AJP Renal Physiology ◽

10.1152/ajprenal.00337.2010 ◽

2010 ◽

Vol 299 (6) ◽

pp. F1328-F1338 ◽

Cited By ~ 25

Author(s):

Yasutaka Maeda ◽

Toyoshi Inoguchi ◽

Ryoko Takei ◽

Fumi Sawada ◽

Shuji Sasaki ◽

...

Keyword(s):

Oxidative Stress ◽

Diabetic Nephropathy ◽

Angiotensin Ii ◽

Renal Dysfunction ◽

Transforming Growth Factor ◽

Renin Angiotensin System ◽

Transforming Growth Factor Β ◽

Pathophysiological Role ◽

Chymase Inhibitor

Accumulating evidence suggests that the intrarenal renin-angiotensin system may be involved in the progression of diabetic nephropathy. Chymase is a potent local angiotensin II-forming enzyme in several species, including humans and hamsters. However, the pathophysiological role of chymase is not fully understood. Here, we report a causal role of chymase in diabetic nephropathy and the therapeutic effectiveness of chymase inhibition. In the present study, renal chymase expression was markedly upregulated in streptozotocin-induced diabetic hamsters. Oral administration of a specific chymase inhibitor, TEI-F00806, completely ameliorated proteinuria, the overexpression of transforming growth factor-β and fibronectin in glomeruli, and renal mesangial expansion, by normalizing the increase in intrarenal angiotensin II levels in diabetic hamsters independently of blood pressure levels.

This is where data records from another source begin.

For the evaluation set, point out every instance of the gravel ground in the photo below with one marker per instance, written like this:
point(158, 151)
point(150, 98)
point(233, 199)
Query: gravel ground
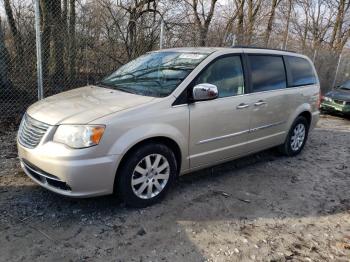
point(260, 208)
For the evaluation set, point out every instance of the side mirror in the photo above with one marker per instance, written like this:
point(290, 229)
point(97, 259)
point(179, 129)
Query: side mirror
point(204, 92)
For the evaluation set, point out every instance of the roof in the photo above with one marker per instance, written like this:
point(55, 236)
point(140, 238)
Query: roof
point(209, 50)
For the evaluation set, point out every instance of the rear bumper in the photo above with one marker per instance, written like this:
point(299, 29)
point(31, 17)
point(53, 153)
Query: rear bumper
point(83, 177)
point(314, 119)
point(333, 107)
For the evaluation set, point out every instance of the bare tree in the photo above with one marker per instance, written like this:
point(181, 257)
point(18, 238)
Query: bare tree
point(288, 16)
point(58, 71)
point(340, 35)
point(271, 17)
point(71, 41)
point(16, 34)
point(240, 21)
point(5, 83)
point(202, 19)
point(253, 9)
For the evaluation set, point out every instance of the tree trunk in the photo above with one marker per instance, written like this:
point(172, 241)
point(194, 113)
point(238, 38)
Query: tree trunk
point(58, 73)
point(286, 31)
point(5, 83)
point(132, 34)
point(72, 42)
point(45, 6)
point(17, 37)
point(240, 16)
point(268, 31)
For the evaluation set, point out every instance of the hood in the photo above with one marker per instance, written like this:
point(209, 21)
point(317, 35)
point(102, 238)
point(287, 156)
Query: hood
point(339, 94)
point(83, 105)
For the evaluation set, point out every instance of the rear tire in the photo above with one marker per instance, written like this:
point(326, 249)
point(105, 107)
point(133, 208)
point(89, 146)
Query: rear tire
point(296, 138)
point(146, 175)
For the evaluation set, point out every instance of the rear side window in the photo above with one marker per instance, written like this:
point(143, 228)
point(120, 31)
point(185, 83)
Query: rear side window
point(268, 72)
point(227, 74)
point(301, 71)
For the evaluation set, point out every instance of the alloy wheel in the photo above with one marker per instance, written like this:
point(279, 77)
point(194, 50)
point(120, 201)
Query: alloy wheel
point(150, 176)
point(298, 137)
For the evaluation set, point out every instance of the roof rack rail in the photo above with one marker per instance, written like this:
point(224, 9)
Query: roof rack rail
point(263, 48)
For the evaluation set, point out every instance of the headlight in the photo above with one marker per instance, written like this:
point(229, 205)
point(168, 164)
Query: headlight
point(328, 99)
point(79, 136)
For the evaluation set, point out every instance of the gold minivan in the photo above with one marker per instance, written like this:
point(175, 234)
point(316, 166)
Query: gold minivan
point(168, 113)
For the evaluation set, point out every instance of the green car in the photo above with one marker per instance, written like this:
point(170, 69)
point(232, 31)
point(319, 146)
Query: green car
point(337, 100)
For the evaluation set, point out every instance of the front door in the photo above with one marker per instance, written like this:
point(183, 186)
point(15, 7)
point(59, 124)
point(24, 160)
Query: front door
point(270, 106)
point(219, 128)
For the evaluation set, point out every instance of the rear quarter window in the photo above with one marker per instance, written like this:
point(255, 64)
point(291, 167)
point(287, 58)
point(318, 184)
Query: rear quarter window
point(300, 72)
point(267, 72)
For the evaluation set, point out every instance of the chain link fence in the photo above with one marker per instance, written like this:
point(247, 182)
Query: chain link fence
point(82, 41)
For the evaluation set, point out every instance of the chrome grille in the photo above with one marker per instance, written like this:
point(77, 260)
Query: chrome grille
point(339, 102)
point(31, 131)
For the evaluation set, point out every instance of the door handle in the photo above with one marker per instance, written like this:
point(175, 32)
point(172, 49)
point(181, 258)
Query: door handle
point(260, 103)
point(242, 106)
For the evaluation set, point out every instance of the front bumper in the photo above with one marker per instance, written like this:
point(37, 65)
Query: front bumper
point(73, 173)
point(335, 107)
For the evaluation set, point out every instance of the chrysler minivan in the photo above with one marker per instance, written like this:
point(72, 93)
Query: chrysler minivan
point(168, 113)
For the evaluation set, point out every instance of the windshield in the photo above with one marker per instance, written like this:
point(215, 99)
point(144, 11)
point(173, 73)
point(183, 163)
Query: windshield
point(154, 74)
point(345, 85)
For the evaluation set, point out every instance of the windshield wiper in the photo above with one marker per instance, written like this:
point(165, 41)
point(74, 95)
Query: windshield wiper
point(116, 87)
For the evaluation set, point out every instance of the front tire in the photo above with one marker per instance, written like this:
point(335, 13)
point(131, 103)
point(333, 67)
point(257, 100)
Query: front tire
point(146, 175)
point(296, 138)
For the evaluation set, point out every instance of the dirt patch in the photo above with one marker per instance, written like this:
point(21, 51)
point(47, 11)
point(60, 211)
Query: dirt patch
point(260, 208)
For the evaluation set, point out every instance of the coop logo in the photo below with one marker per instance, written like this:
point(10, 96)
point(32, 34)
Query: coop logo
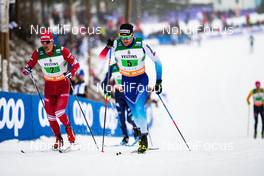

In contrast, ramipril did not show such sufficient effects. These effects occurred in parallel with improvements in superoxide production and expression of NAD(P)H oxidase components [NAD(P)H oxidase 4 and p22 phox] in glomeruli. This study showed for the first time that chymase inhibition may protect against elevated intrarenal angiotensin II levels, oxidative stress, and renal dysfunction in diabetes. These findings suggest that chymase offers a new therapeutic target for diabetic nephropathy.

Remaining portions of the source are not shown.